While millions tuned into the Oscars last night to see whether a movie about an aging actor would defeat a film that took place over the course of 12 years, They Might Be Giants, a project that demands its own meditation on mortality and the march of linear time, took the stage at Music Hall of Williamsburg to play their debut album. Part of a string of shows at Music Hall that will see the band celebrate the 25th anniversary of their seminal record, Flood, next month, TMBG, as they’re fondly abbreviated, navigate their third decade as a project with the aplomb of the Original Gangsters of Brooklyn. But the two Johns—Flansburgh and Linnell—that still comprise the genesis and 30 years of enjoyable musical entropy of the band, remain as sharp in their arrangements and as quirky as ever. If the night promised a return to the 1986 self-titled record, this wouldn’t be the bildungsroman narrative of Boyhood or the middle-aged redemption tale of Birdman. The amazing thing about the Giants is how little they’ve changed since the Reagan administration.

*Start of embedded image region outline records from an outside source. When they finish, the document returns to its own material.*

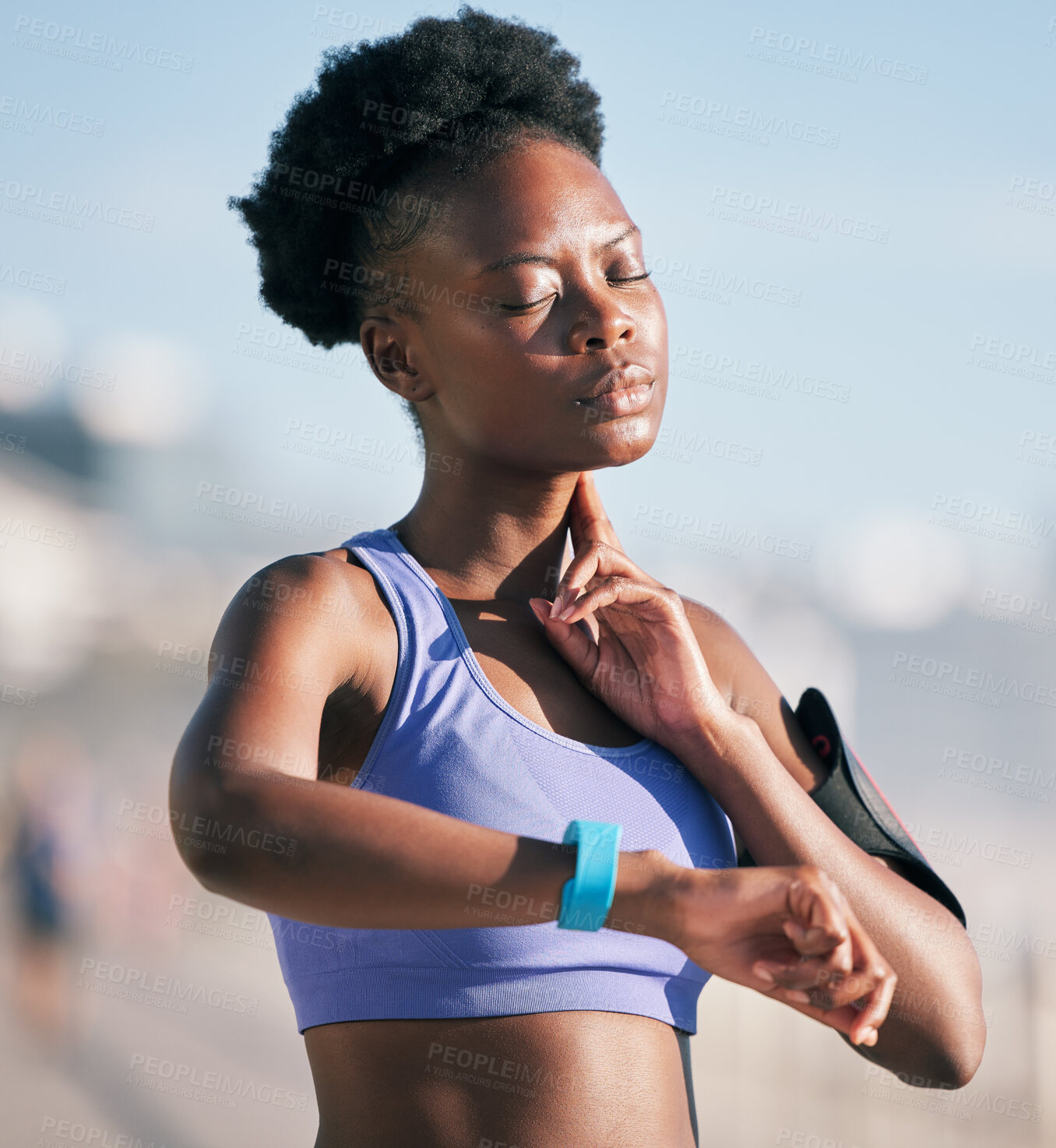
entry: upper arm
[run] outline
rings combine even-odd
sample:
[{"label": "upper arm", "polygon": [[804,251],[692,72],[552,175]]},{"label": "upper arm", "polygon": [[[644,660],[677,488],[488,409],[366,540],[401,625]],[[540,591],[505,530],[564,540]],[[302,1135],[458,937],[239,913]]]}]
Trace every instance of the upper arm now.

John Flansburgh opened with the band’s requisite dry humor, quipping, “This room smells great … I’ve been on uptown buses, and this beats all of them.” The show itself, billed as the band playing their first LP, quickly wasn’t about that at all, Flansburgh again wryly noting, “We’ll be playing our first record, but out of order and with other songs in between.” Trust TMBG to playfully subvert their own premise. They opened with three cuts in a row off They Might Be Giants, “Chess Piece Face,” “I Hope That I Get Old Before I Die” and “Put Your Hand Inside the Puppet Head,” before mixing in such recent favorites as “Dr. Worm” and “Man, It’s So Loud in Here,” plus yet-to-be-released material, like “Let Me Tell You About My Operation” and “Music Jail, Part 1 and 2.” The crowd, reacting more feverishly to the older numbers, sang along, a mutual memory machine for those who knew all the words and one of the most prodigious acts in rock history remembering some of their oldest songs. Even the rapid-fire lyrics of “Rhythm Section Want Ad” and “Everything Is Right Is Wrong Again” clearly emerged from the band and their fans.

After playing the club-music send-up, “Man, It’s So Loud in Here,” Flansburgh remarked that the 2001 composition was from the “middle of our career.” Linnell looked askance at his bandmate just for a moment, before correcting, “I think we’re in the middle right now.” While the implication of another 30 years of making hyperliterate, genre-bending pop would wait on the march of time, the Giants launched into “Absolutely Bill’s Mood,” a song they wrote in 1985. Birdman won the Oscar for Best Picture an hour or so after this brief but telling moment, but it was TMBG who looked and sounded undaunted and enlivened staring into their past and unfolding future.